Y con cada uno de ellos, se va formando un lazo diferente, por una historia que los rodea, y momentos de todo tipo donde la unión familiar los sacó adelante.
De la misma forma, este paraíso tiene su parte nostálgica, cuando los hermanos van saliendo de casa, y la familia se reparte en muchas ciudades, llegando en ocasiones a diferentes países.
Y cada uno va siguiendo su propio camino.
Sin embargo, esto propicia que los momentos de reencuentro sean únicos, conforme cada integrante va llegando de esas experiencias, y va contando lo que ha vivido.

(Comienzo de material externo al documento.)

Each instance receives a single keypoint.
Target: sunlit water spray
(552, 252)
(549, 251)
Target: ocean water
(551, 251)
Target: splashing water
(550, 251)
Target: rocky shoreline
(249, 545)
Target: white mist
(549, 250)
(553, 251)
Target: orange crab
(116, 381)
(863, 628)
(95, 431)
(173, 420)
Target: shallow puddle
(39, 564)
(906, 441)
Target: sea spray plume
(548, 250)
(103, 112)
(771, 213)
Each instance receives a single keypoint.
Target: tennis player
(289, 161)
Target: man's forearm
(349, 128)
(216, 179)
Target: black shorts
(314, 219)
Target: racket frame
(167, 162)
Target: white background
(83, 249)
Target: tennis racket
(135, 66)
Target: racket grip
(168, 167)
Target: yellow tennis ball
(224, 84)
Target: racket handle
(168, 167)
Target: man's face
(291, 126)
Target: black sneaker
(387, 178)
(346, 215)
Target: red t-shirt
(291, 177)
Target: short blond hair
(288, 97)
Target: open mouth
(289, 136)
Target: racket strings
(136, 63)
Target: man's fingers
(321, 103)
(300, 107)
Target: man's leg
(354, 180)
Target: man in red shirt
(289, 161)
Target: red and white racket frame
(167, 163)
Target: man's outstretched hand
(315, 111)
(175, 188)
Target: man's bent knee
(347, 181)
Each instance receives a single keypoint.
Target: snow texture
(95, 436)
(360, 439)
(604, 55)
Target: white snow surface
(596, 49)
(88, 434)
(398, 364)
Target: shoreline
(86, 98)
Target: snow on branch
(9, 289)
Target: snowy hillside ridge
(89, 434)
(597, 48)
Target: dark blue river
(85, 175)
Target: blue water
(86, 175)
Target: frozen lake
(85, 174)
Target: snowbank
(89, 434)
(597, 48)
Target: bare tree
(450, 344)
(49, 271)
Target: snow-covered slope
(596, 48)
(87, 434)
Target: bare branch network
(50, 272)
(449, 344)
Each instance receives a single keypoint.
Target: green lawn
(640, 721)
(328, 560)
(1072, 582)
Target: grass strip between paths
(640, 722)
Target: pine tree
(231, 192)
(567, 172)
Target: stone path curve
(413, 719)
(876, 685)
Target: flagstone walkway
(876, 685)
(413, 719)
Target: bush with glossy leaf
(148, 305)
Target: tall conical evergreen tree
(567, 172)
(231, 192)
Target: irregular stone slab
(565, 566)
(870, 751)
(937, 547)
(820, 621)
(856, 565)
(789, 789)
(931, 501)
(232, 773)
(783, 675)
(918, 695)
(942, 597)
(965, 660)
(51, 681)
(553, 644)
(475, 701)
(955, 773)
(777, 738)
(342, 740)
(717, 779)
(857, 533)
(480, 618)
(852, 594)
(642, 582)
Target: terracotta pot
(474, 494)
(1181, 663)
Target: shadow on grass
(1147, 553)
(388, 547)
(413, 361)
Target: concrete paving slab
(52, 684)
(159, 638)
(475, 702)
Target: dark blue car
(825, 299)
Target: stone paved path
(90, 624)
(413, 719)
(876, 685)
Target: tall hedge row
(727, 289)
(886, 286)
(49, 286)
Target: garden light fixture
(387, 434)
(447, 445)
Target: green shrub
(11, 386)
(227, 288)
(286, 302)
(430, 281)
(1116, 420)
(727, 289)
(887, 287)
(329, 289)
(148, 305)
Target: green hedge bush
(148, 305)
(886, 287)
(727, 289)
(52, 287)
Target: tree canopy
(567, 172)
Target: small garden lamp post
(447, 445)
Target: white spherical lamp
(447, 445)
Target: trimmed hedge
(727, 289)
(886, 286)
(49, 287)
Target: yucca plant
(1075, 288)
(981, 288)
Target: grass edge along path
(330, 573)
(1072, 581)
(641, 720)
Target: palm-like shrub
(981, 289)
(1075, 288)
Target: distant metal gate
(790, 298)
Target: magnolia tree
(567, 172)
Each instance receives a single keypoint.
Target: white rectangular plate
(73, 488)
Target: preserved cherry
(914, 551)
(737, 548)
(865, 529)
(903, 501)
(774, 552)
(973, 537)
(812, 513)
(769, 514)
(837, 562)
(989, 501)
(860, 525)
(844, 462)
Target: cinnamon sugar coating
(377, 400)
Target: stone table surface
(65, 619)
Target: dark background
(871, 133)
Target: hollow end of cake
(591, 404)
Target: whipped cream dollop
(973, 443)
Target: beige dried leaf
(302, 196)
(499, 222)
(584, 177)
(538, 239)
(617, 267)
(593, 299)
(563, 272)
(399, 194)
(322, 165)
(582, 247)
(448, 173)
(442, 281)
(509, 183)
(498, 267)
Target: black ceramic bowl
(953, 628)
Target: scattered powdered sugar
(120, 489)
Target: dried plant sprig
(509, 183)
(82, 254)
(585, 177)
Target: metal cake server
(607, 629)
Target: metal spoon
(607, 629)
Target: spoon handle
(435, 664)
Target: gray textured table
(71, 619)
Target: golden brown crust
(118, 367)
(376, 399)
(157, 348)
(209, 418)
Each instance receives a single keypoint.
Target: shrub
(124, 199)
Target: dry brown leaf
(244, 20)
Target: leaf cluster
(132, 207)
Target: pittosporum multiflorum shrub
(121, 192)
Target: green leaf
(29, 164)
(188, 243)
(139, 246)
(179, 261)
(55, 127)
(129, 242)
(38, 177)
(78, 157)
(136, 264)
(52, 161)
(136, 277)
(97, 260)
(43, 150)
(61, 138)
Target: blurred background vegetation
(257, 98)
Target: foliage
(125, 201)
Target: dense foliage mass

Estas vivencias parecieran separar a los hermanos y a los padres, llegando incluso a costar el entendimiento de temas que pueden ser ajenos a ciertos integrantes de la familia, pero no es así.
En los rostros de los padres se esbozan sonrisas, orgullosos de ver que los horizontes de los hijos son más profundos que los propios, y que han cumplido con su misión de educar a la siguiente generación mejor de lo que ellos fueron educados.
Con el paso de los años, cada vez son menos estas ocasiones de reunión, y por lo mismo, se van volviendo más valiosas, y más entrañables.
A veces, el hecho de que los hijos estén en diferentes lugares propicia pequeñas reuniones inesperadas.
Podrán estar en una ciudad donde ninguno vive, pero en cuyo aeropuerto coinciden al tomar alguna conexión, o darse cuenta de que asistirán a una misma boda, de pronto la sorpresa ocurre en reuniones informales a las que no tenías planeado asistir, y por algún motivo, terminas topándote con ese hermano o hermana.
La familia va creciendo con el pasar de los años, y de pronto, a la mesa se van uniendo las parejas, y después, los hijos.
Y aunque no hayas crecido con ellos, me atrevo a decir que el amor hacia estos nuevos integrantes está ahí como si siempre hubieran estado.
Los cuñados se van convirtiendo en tus hermanos, y los sobrinos en hijos, al grado de decir que estarías dispuesto a hacer lo que sea por ellos.
Este paraíso también se manifiesta en momentos difíciles:
Cuando se sientan a platicar de un momento económico complicado, o de un fallecimiento.
No hay nada como el sentimiento de cercanía, de apoyo mutuo y de total transparencia, para salir de las tristezas momentáneas de los momentos más vulnerables de nuestras vidas.
Es en estas familias grandes donde todos pueden ver la tragedia de forma diferente, y tanto los recuerdos, como la visión sobrenatural y la empatía hacia el otro, ayudan a salir adelante después de esos momentos donde pareciera que todo está perdido.
Es este abrazo y estas palabras de aliento las que uno agradece, tomando ánimo y siguiendo adelante en el camino.
Desde ciertas perspectivas, pareciera que en estas familias faltan muchas cosas, porque se viaja poco y al menor le toca heredar la ropa que antes ya había sido heredada, los libros de la escuela no deben rayarse para que el siguiente en la línea pueda usarlos, y ante la necesidad de darse abasto, las madres preparan alimentos sencillos y rápidos, que alcancen para todos.
Hay otras opiniones, que dicen que cuando los hermanos son muchos, habrá peleas constantes o que los padres no pueden darse el tiempo de darles la atención necesaria.
Tal vez todo esto tenga un poco de verdad, pero se ignoran muchas otras cosas que solamente ocurren en las familias numerosas, donde a diario se aprende a ayudar, a cumplir con tus responsabilidades, a disfrutar de la compañía de otros y reconocer la importancia de mantenerse unidos.
A pesar de que sea un paraíso en extinción, creo que vale la pena dedicarle el escrito de una semana.
Está desapareciendo no solamente porque el mundo pareciera verlo con malos ojos, también porque cada vez es más difícil para aquellos que desean formarlo, en un mundo de ritmo acelerado y precios elevados.
Es aquí donde pienso en los fundadores de estas familias grandes.
En esos padres generosos, dispuestos a darlo todo por sus hijos, que asumen la responsabilidad de crear una vida y formarla.
Es la labor más noble del mundo, y entre mayor sea la descendencia, es aún más notorio el amor hacia cada uno de los nuevos integrantes que llegan a la familia.
Algo que agradezco a mis padres, y a mis abuelos. Que me dieran el regalo de formar parte de este paraíso.